I’d gleaned this argument already. It was possible that some of my guards had never hijacked a ship. But they’d guarded me since the start of the year, so they had the trust of those infidel bosses.
Bashko came around to his real justification later the same day. He acted sober and earnest while we sat alone in the hot room. The Koran, he said, called for “struggle against the infidel.” Thieving from non-Muslims, therefore, wasn’t theft.
“What?”
“Jews, Christians, Buddhists”—okay to steal from them, he implied. “Muslim, no.”
“But there were four Muslims on the Naham 3,” I said.
“Yes.” He sat cross-legged, upright, trying to seem very correct. “We must not take from their families.”
Taking from shipowners or a foreign government—that was different. But if the bosses took ransom from a Muslim family, that would be theft, according to his reading of the Koran.
“What about the captain?” I said. “He was shot dead.”
“Christian!” Bashko blurted.
“Buddhist, I imagine.” I held his eyes. “But does the Koran say you can kill non-Muslims?”
Again I wanted a long, detailed interview with Bashko—I wished intensely for a translator—but in our pidgin mix of English and Somali, we could speak only in broad terms.
“No,” he said, and turned pious again. “Allah speak, All life good.”
This idea that all life was sacred under Allah separated pirates from al-Shabaab, said Bashko. Wahhabists in Somalia had interpreted the relevant Koranic verses as a call to lethal jihad. Sufi pirates had a different idea.

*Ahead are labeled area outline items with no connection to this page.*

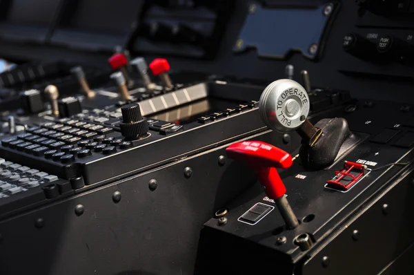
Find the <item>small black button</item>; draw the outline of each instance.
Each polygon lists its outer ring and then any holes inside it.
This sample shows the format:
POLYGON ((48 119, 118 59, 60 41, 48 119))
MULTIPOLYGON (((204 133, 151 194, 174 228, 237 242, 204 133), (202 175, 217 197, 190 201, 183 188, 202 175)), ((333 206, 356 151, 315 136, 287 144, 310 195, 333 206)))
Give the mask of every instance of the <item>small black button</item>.
POLYGON ((414 144, 414 132, 408 132, 394 142, 393 145, 402 148, 410 148, 413 144, 414 144))
MULTIPOLYGON (((8 147, 10 142, 17 140, 17 138, 8 138, 1 140, 1 145, 8 147)), ((23 140, 21 141, 23 142, 23 140)))
POLYGON ((97 133, 95 132, 88 132, 88 133, 82 135, 82 138, 89 140, 97 135, 97 133))
POLYGON ((56 131, 50 130, 50 131, 48 131, 46 132, 42 133, 41 134, 42 134, 42 135, 49 136, 50 135, 55 135, 57 133, 57 132, 56 131))
POLYGON ((93 146, 93 151, 95 152, 101 152, 105 147, 106 147, 106 144, 95 145, 93 146))
POLYGON ((31 153, 32 150, 34 150, 34 149, 37 149, 39 147, 40 147, 40 145, 39 145, 39 144, 29 145, 29 146, 25 147, 24 151, 26 152, 26 153, 31 153))
MULTIPOLYGON (((49 150, 44 153, 46 158, 50 158, 53 155, 57 153, 57 150, 49 150)), ((64 154, 64 153, 63 153, 64 154)))
POLYGON ((85 147, 87 144, 89 143, 89 140, 81 140, 78 142, 78 146, 79 147, 85 147))
POLYGON ((44 142, 41 142, 41 145, 49 146, 52 143, 56 142, 57 141, 55 140, 46 140, 44 142))
POLYGON ((81 140, 82 139, 79 137, 73 137, 73 138, 70 138, 67 140, 65 140, 65 143, 66 143, 68 144, 75 144, 77 142, 79 142, 79 140, 81 140))
POLYGON ((159 133, 164 135, 170 135, 183 130, 182 125, 174 125, 172 127, 168 127, 159 130, 159 133))
POLYGON ((66 153, 65 152, 55 153, 53 155, 52 155, 52 158, 53 159, 53 160, 59 160, 61 159, 61 157, 65 155, 66 153))
POLYGON ((110 142, 114 140, 114 137, 108 137, 102 140, 102 143, 105 143, 106 144, 109 144, 110 142))
POLYGON ((116 140, 112 140, 109 144, 112 146, 119 146, 123 140, 121 138, 117 138, 116 140))
POLYGON ((81 151, 81 150, 83 150, 82 147, 75 147, 69 150, 69 153, 70 153, 71 154, 75 154, 77 152, 81 151))
POLYGON ((101 142, 102 140, 103 140, 105 138, 106 138, 106 135, 97 135, 93 138, 93 141, 99 142, 101 142))
POLYGON ((164 122, 161 120, 159 120, 155 123, 152 124, 151 125, 150 125, 150 127, 157 127, 158 128, 158 129, 155 129, 155 131, 159 130, 160 128, 164 128, 164 127, 166 127, 169 125, 171 125, 171 122, 164 122))
POLYGON ((32 135, 30 137, 27 137, 26 138, 26 141, 34 142, 35 140, 37 140, 40 137, 39 135, 32 135))
POLYGON ((92 155, 92 153, 89 149, 83 149, 77 152, 78 158, 86 158, 92 155))
POLYGON ((21 133, 20 135, 18 135, 17 138, 19 138, 21 140, 26 140, 26 138, 28 137, 30 137, 30 135, 32 135, 30 133, 21 133))
POLYGON ((21 140, 13 140, 10 142, 8 143, 8 146, 10 148, 16 148, 16 146, 19 144, 20 144, 21 143, 24 142, 24 141, 21 140))
POLYGON ((201 117, 197 119, 199 123, 205 124, 207 122, 210 122, 211 121, 211 118, 210 117, 201 117))
POLYGON ((63 145, 65 145, 65 142, 55 142, 55 143, 52 143, 50 145, 49 145, 49 148, 50 148, 51 149, 59 150, 63 145))
POLYGON ((37 138, 36 140, 34 140, 33 142, 39 143, 40 144, 40 143, 41 143, 41 142, 43 142, 44 141, 46 141, 46 140, 48 140, 48 138, 41 137, 41 138, 37 138))
POLYGON ((85 147, 88 149, 93 149, 93 147, 95 147, 97 145, 98 145, 98 142, 89 142, 88 144, 86 144, 86 146, 85 147))
POLYGON ((73 148, 73 145, 65 145, 61 147, 61 151, 62 152, 68 152, 69 150, 73 148))
POLYGON ((62 155, 60 160, 61 163, 69 163, 75 160, 75 155, 72 154, 62 155))
POLYGON ((103 135, 103 134, 108 134, 112 132, 113 132, 114 130, 112 128, 108 128, 108 127, 105 127, 103 129, 99 129, 98 131, 97 131, 97 132, 99 134, 103 135))
POLYGON ((32 153, 33 153, 33 155, 38 156, 38 157, 41 157, 43 155, 43 153, 48 151, 49 149, 48 147, 45 147, 44 146, 42 146, 41 147, 39 147, 35 149, 34 149, 32 153))
POLYGON ((49 135, 49 138, 57 138, 61 137, 63 135, 65 135, 65 134, 63 133, 54 133, 53 135, 49 135))
POLYGON ((103 155, 110 155, 111 153, 114 153, 117 151, 117 147, 115 146, 110 146, 102 149, 102 153, 103 155))
POLYGON ((26 132, 29 132, 29 133, 32 133, 33 131, 36 131, 36 130, 39 130, 40 128, 39 127, 30 127, 30 128, 28 128, 26 129, 26 132))
POLYGON ((44 129, 44 128, 40 128, 37 130, 34 131, 32 133, 36 135, 40 135, 42 133, 47 132, 48 131, 49 131, 49 130, 44 129))
POLYGON ((65 130, 63 131, 63 132, 66 133, 74 133, 77 132, 78 131, 81 131, 81 129, 79 129, 79 128, 72 128, 71 129, 68 129, 68 130, 65 130))
POLYGON ((122 142, 119 144, 119 148, 121 149, 127 149, 132 146, 132 142, 122 142))
POLYGON ((28 142, 19 143, 19 144, 17 144, 16 146, 16 149, 17 149, 17 150, 19 150, 19 151, 23 151, 24 147, 28 146, 29 145, 32 145, 32 144, 33 144, 32 142, 28 142))
POLYGON ((384 129, 379 134, 371 139, 371 142, 385 144, 400 132, 396 129, 384 129))

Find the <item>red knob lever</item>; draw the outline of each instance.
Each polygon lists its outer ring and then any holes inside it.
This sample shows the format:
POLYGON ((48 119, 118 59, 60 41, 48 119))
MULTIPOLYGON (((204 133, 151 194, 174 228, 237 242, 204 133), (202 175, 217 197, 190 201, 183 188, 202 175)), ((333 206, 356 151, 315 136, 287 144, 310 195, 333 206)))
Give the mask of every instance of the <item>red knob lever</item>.
POLYGON ((292 165, 290 155, 273 145, 257 141, 235 143, 226 149, 226 153, 230 158, 246 163, 256 171, 266 193, 275 200, 286 225, 290 229, 297 227, 297 219, 284 196, 286 189, 276 170, 292 165))

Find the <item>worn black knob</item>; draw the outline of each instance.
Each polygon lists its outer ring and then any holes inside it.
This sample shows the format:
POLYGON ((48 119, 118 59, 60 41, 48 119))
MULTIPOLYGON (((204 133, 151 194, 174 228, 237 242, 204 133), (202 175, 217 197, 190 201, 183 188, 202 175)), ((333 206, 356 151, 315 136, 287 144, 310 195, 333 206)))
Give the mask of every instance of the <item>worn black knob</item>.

“But under Allah,” I said, “it’s okay to steal from other faiths?”
“Koran speak,” he answered, and smiled to imply that there was nothing he could do; the book said so, and the book outranked us both.
One Koranic verse, 9:5, a so-called Verse of the Sword,* does mention abduction. “When the sacred months are over,” it reads, “slay the idolaters* wherever you find them. Arrest them, besiege them, and lie in ambush everywhere for them. If they repent and take to prayer and render the alms levy, allow them to go their way. God is forgiving and merciful.”
The “alms levy” is a tax for the poor. I could see how a pirate from one of the world’s most destitute countries might consider a ransom from the outside world an “alms levy.” And in the sealed-off deserts of Somalia, the spiritual notion that a total stranger might have aspects of the sacred was no use whatsoever.
I remembered a Somali phrase from the trial in Hamburg: Qof aan loo ooyin, meaning “Those for whom we don’t cry.” It referred to minorities or strangers within Somalia, but from outside a traditional alliance of clans. For the world of infidels sliding past the country’s beaches on freighters full of expensive cargo there was little room for compassion, and no transcendent love. The glories of Sufism had failed to lift these men out of tribalism. In that sense they were no better than fundamentalists; they knew the letter of their religion and little else. But Bashko would have taken it as a mortal insult to hear he was no Muslim. He belonged to a vast pool of undereducated believers with a xenophobia made sharper, not milder, by the Koran.
“It’s a funny religion, Bashko,” I said after a while.
Part 7
The Hostage Cookbook
I
In late December I was fast asleep in the Pirate Villa when the urbane translator, Abdurrahman, woke me up by turning on the querulous fluorescent light. He had a note from his boss:
Dear Michael. My name is Fuad. For the cause of your freedom we must understand the name of your grandmother. Please write it for Mustaf.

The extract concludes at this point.